# e/m confusion



## ekfannin (Mar 6, 2013)

I am studying for the CPC exam and while I was talking to one of the billers in my office she made mention that if one of the doctors rounds at the hospital and the patient can't physically describe his review of systems then you would still code as if he had reviewed all systems even if he hadn't reviewed any.  Is that right? because to me it doesn't make sense if he reviewed no systems shouldn't you code it that way?


----------



## jimbo1231 (Mar 7, 2013)

*Caveat*

I think the biller was talking about the history "caveat". Basically if the patient is no condition to give an ROS, it is not required. But the physician needs to clearly document the reason the patient could not give the ROS. Also if there is another source like family member who could provide any history, the provider should use that resource.
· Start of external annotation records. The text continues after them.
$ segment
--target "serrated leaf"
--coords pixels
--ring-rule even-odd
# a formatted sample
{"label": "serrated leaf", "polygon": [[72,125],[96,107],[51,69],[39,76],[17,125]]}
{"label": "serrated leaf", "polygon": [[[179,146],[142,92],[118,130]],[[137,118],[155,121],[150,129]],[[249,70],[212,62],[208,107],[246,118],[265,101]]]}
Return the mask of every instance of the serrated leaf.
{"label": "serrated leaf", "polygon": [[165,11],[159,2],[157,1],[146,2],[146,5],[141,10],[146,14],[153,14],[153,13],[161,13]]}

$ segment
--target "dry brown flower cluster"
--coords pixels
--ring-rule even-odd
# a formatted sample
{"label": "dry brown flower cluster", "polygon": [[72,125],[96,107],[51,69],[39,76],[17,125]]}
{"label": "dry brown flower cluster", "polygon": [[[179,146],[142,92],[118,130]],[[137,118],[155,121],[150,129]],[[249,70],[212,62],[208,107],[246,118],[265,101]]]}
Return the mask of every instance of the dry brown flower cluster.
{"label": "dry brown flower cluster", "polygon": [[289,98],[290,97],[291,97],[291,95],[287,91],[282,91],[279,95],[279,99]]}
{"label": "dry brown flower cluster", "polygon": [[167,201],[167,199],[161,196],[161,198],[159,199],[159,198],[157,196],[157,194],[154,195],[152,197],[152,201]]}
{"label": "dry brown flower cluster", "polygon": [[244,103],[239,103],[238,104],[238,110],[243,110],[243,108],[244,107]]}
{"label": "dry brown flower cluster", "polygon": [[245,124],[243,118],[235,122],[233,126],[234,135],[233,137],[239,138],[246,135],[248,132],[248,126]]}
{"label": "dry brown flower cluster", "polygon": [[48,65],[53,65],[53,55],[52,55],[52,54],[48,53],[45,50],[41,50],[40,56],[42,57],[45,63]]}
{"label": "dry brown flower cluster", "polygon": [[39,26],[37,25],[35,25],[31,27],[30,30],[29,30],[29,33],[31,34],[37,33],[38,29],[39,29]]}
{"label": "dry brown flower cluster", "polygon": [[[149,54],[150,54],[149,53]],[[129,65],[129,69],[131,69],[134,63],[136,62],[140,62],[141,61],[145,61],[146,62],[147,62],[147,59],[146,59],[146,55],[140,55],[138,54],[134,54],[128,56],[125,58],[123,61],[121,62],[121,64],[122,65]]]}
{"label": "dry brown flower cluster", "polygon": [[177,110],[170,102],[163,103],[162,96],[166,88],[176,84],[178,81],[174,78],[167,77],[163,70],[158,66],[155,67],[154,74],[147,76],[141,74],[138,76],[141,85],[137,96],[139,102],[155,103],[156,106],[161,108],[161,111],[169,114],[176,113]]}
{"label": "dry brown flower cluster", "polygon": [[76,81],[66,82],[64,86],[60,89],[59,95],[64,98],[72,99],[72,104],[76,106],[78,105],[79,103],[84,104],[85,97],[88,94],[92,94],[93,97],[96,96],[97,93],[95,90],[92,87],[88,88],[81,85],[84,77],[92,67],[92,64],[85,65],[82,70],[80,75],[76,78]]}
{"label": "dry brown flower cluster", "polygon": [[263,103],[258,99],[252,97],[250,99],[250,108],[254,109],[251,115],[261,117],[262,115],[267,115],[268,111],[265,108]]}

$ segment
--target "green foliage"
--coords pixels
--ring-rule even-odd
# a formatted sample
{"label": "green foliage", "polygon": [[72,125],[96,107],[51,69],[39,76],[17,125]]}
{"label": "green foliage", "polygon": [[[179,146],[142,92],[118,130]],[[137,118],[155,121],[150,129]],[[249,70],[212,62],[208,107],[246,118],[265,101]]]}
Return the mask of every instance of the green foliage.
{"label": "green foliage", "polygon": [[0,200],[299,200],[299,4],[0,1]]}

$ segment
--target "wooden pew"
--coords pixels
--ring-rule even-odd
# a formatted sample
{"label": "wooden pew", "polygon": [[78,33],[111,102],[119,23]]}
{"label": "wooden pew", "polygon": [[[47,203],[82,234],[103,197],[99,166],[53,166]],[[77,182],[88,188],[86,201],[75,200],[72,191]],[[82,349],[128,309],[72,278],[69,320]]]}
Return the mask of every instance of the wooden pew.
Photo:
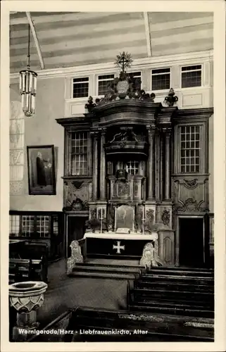
{"label": "wooden pew", "polygon": [[48,246],[23,241],[14,258],[9,258],[9,282],[48,281]]}

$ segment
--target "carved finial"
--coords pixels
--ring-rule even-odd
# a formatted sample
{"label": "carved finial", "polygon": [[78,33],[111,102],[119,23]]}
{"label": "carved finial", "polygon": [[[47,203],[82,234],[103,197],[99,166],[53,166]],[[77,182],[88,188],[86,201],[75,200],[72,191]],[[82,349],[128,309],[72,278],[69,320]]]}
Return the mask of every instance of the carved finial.
{"label": "carved finial", "polygon": [[173,106],[175,103],[178,101],[178,97],[177,96],[175,96],[175,94],[173,88],[170,88],[168,96],[165,96],[164,101],[169,106]]}
{"label": "carved finial", "polygon": [[132,59],[130,54],[123,51],[119,55],[117,55],[115,65],[122,69],[122,73],[124,73],[125,69],[130,68],[132,63]]}
{"label": "carved finial", "polygon": [[89,113],[91,113],[92,109],[95,108],[96,104],[94,103],[94,99],[92,96],[89,96],[87,103],[84,106],[84,108],[87,109]]}

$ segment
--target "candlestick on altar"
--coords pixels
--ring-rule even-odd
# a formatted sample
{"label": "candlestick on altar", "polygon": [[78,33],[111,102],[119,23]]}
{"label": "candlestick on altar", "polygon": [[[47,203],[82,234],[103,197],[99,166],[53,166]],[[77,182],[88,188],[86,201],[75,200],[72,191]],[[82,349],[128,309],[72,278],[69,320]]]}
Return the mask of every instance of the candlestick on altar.
{"label": "candlestick on altar", "polygon": [[142,222],[143,222],[143,234],[144,234],[144,222],[145,222],[145,213],[144,213],[144,206],[143,207],[143,218],[142,218]]}
{"label": "candlestick on altar", "polygon": [[102,233],[103,231],[103,209],[101,208],[101,234]]}

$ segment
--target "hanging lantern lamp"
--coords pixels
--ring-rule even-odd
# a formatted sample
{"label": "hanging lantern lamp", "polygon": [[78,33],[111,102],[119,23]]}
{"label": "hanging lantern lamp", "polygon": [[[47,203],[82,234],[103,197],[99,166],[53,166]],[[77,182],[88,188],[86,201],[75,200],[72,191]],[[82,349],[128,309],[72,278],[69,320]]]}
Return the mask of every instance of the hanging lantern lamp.
{"label": "hanging lantern lamp", "polygon": [[28,53],[27,68],[20,72],[20,92],[22,98],[22,108],[27,117],[34,113],[37,76],[34,71],[30,69],[30,25],[28,25]]}

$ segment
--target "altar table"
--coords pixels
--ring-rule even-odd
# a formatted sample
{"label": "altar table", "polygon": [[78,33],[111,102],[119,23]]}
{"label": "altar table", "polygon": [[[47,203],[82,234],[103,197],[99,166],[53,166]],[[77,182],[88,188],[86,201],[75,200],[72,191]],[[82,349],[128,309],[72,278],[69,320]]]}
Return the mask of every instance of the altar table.
{"label": "altar table", "polygon": [[115,232],[84,234],[87,257],[141,258],[144,245],[158,239],[158,234],[151,234]]}

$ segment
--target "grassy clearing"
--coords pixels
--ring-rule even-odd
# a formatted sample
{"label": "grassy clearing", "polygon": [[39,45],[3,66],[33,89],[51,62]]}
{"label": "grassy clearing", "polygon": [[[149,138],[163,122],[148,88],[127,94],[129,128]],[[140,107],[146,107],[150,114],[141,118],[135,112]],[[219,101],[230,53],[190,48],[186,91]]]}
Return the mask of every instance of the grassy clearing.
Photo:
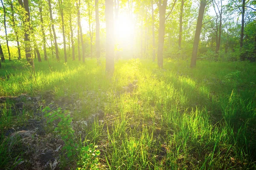
{"label": "grassy clearing", "polygon": [[[36,82],[22,64],[6,62],[0,96],[12,97],[0,99],[0,169],[37,161],[73,169],[256,168],[255,64],[165,63],[159,70],[148,60],[120,60],[112,78],[94,60],[51,62],[52,72],[36,63]],[[20,133],[14,141],[22,127],[34,138]],[[29,139],[30,152],[46,155],[47,146],[53,158],[26,159]],[[16,146],[6,147],[9,141]]]}

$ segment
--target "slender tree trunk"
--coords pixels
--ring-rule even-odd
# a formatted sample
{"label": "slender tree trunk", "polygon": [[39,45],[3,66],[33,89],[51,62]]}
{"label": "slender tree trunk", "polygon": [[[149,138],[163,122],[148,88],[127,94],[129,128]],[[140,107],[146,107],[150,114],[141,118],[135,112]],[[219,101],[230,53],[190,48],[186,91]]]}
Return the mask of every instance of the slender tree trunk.
{"label": "slender tree trunk", "polygon": [[141,15],[141,27],[140,28],[140,57],[142,58],[143,57],[143,15]]}
{"label": "slender tree trunk", "polygon": [[99,0],[95,0],[95,20],[96,21],[96,35],[95,46],[96,47],[96,58],[98,65],[100,63],[100,46],[99,44]]}
{"label": "slender tree trunk", "polygon": [[180,31],[179,32],[179,48],[181,47],[181,40],[182,40],[182,19],[183,18],[183,8],[184,7],[184,0],[181,0],[180,13]]}
{"label": "slender tree trunk", "polygon": [[35,56],[35,59],[36,59],[36,52],[35,51],[35,48],[34,47],[34,56]]}
{"label": "slender tree trunk", "polygon": [[3,25],[4,26],[4,29],[6,33],[6,45],[7,46],[7,49],[8,50],[8,55],[9,55],[9,61],[11,61],[11,53],[10,53],[10,49],[9,48],[9,45],[8,44],[8,39],[7,38],[7,30],[6,29],[6,11],[5,7],[3,3],[3,0],[1,0],[2,5],[3,5]]}
{"label": "slender tree trunk", "polygon": [[[3,49],[2,49],[2,46],[0,43],[0,57],[1,57],[1,61],[2,62],[4,62],[4,56],[3,55]],[[0,61],[0,68],[1,68],[1,61]]]}
{"label": "slender tree trunk", "polygon": [[30,40],[29,38],[29,31],[30,30],[30,12],[28,0],[18,0],[19,3],[23,8],[26,11],[26,19],[24,19],[23,23],[25,28],[25,52],[26,58],[27,62],[31,65],[33,65],[33,60],[31,58]]}
{"label": "slender tree trunk", "polygon": [[106,71],[113,75],[114,70],[113,0],[105,0],[106,17]]}
{"label": "slender tree trunk", "polygon": [[13,29],[14,30],[14,33],[16,36],[16,41],[17,42],[17,48],[18,48],[18,59],[20,60],[21,58],[21,55],[20,54],[20,42],[19,42],[19,37],[18,36],[18,33],[17,30],[15,28],[16,25],[15,23],[15,20],[14,18],[14,11],[13,10],[13,4],[11,1],[10,2],[11,5],[11,10],[12,13],[12,24],[13,25]]}
{"label": "slender tree trunk", "polygon": [[39,4],[39,13],[40,13],[40,20],[41,21],[41,30],[43,34],[43,47],[44,48],[44,60],[47,61],[47,54],[46,53],[46,40],[45,39],[45,34],[44,33],[44,20],[43,20],[43,15],[42,14],[42,6],[41,3]]}
{"label": "slender tree trunk", "polygon": [[63,14],[63,8],[62,8],[62,0],[58,0],[59,6],[60,8],[60,12],[61,13],[61,25],[62,27],[62,36],[63,37],[63,45],[64,46],[64,57],[65,58],[65,62],[67,62],[67,50],[66,48],[66,36],[65,35],[65,28],[64,27],[64,14]]}
{"label": "slender tree trunk", "polygon": [[71,14],[70,15],[70,34],[71,38],[71,46],[72,48],[72,59],[73,61],[76,60],[75,58],[75,45],[74,45],[74,39],[73,38],[73,28],[72,28],[72,20]]}
{"label": "slender tree trunk", "polygon": [[157,49],[157,64],[160,68],[163,68],[163,44],[164,43],[165,23],[166,11],[167,5],[167,0],[159,0],[158,8],[159,10],[159,28],[158,29],[158,48]]}
{"label": "slender tree trunk", "polygon": [[78,51],[78,60],[81,60],[81,54],[80,50],[80,30],[79,26],[77,26],[77,50]]}
{"label": "slender tree trunk", "polygon": [[153,7],[153,0],[151,1],[151,12],[152,15],[152,43],[153,46],[152,60],[154,62],[156,57],[155,42],[154,35],[154,8]]}
{"label": "slender tree trunk", "polygon": [[88,3],[88,13],[89,13],[89,32],[90,34],[90,55],[91,58],[93,58],[93,34],[92,34],[92,30],[91,29],[93,29],[92,27],[92,29],[91,29],[91,16],[92,15],[90,13],[90,3]]}
{"label": "slender tree trunk", "polygon": [[49,30],[50,31],[50,38],[51,39],[51,51],[52,51],[52,58],[53,58],[53,49],[52,49],[52,41],[53,41],[53,40],[52,40],[52,28],[51,28],[51,26],[52,23],[50,23],[50,25],[49,26]]}
{"label": "slender tree trunk", "polygon": [[194,39],[194,44],[193,45],[193,50],[192,51],[192,57],[191,58],[191,62],[190,67],[195,66],[196,64],[196,58],[197,57],[198,44],[200,40],[200,34],[201,34],[201,29],[203,24],[203,18],[204,18],[204,13],[206,6],[206,2],[205,0],[201,0],[200,2],[200,7],[198,12],[196,28],[195,29],[195,34]]}
{"label": "slender tree trunk", "polygon": [[82,45],[82,59],[83,60],[83,62],[85,62],[85,51],[84,49],[84,40],[83,39],[83,33],[82,31],[82,27],[81,26],[81,17],[80,13],[80,0],[79,0],[79,4],[76,3],[76,6],[77,7],[77,22],[78,24],[78,26],[79,27],[79,30],[80,32],[80,37],[81,41],[81,44]]}
{"label": "slender tree trunk", "polygon": [[[146,11],[147,11],[147,10],[146,10]],[[147,15],[146,14],[146,15],[145,15],[145,40],[144,40],[144,57],[145,57],[146,56],[146,51],[147,49],[147,38],[148,37],[147,36],[147,31],[148,31],[148,28],[147,26]]]}
{"label": "slender tree trunk", "polygon": [[[32,23],[33,22],[33,20],[32,19],[32,16],[30,16],[30,18],[31,22],[31,23]],[[31,37],[32,37],[32,41],[33,42],[33,43],[34,44],[34,52],[35,54],[35,59],[36,58],[36,56],[37,55],[37,58],[38,60],[38,62],[42,62],[42,60],[41,60],[41,55],[40,55],[40,53],[39,52],[39,51],[38,50],[38,46],[36,41],[35,40],[35,34],[34,33],[34,30],[31,26],[29,26],[29,29],[31,31]]]}
{"label": "slender tree trunk", "polygon": [[220,25],[219,26],[219,34],[218,40],[218,45],[217,45],[216,51],[218,53],[221,47],[221,37],[222,26],[222,0],[221,0],[221,11],[220,13]]}
{"label": "slender tree trunk", "polygon": [[244,13],[245,11],[245,0],[243,0],[242,4],[242,20],[241,27],[241,35],[240,37],[240,50],[243,47],[243,41],[244,40]]}
{"label": "slender tree trunk", "polygon": [[54,38],[54,45],[55,46],[55,55],[56,55],[56,59],[58,62],[60,61],[60,58],[58,56],[58,44],[57,43],[57,36],[56,32],[54,29],[54,24],[53,24],[53,18],[52,17],[52,5],[51,4],[51,0],[48,0],[48,5],[49,6],[49,11],[50,12],[50,18],[52,23],[52,29],[53,32],[53,37]]}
But the biller was pretty much correct.

Jim


----------



## MnTwins29 (Mar 7, 2013)

That might also be referencing the interval history in subsequent hospital visits where the physician doesn't need to keep documenting the same items if there is no change in the history on subsequent visits.   In my experience, I rarely use history in these visits as it is rarely documented.   And with only 2 of 3 key elements needed....


----------



## Lynda Wetter (Mar 7, 2013)

jimbo1231 said:


> I think the biller was talking about the history "caveat". Basically if the patient is no condition to give an ROS, it is not required. But the physician needs to clearly document the reason the patient could not give the ROS. Also if there is another source like family member who could provide any history, the provider should use that resource. But the biller was pretty much correct.
> 
> Jim



If the Doctor mentions why he can not obtain a ROS he does not get credit for a complete ROS right? thats just clarifying why it was not done and he gets "counted" as no ROS...right?


----------



## MikeEnos (Mar 8, 2013)

I've seen this question a lot lately.  You need to check with your local carrier.  My local carrier, NHIC instructs coders to give full credit for a Comprehensive history if the information is unobtainable.  Here is the exact quote from NHIC:



> *Important Note: Allow a comprehensive history if the physician is unable to obtain a history from the patient or other source. The record should describe the patient’s condition or circumstance that precludes obtaining history.*



Here's the link

Think about it, if the patient is rushed to the hospital, unconscious, no family present, and cannot provide a review of systems - why should the physician be limited to a level 1 admission??  That seems like a pretty serious case, I wouldn't be surprised if the provider felt it was a level 3 admission.... but without a detailed or complete ROS technically it doesn't even meet the requirements for a level 1 admission.... so keep that in mind.  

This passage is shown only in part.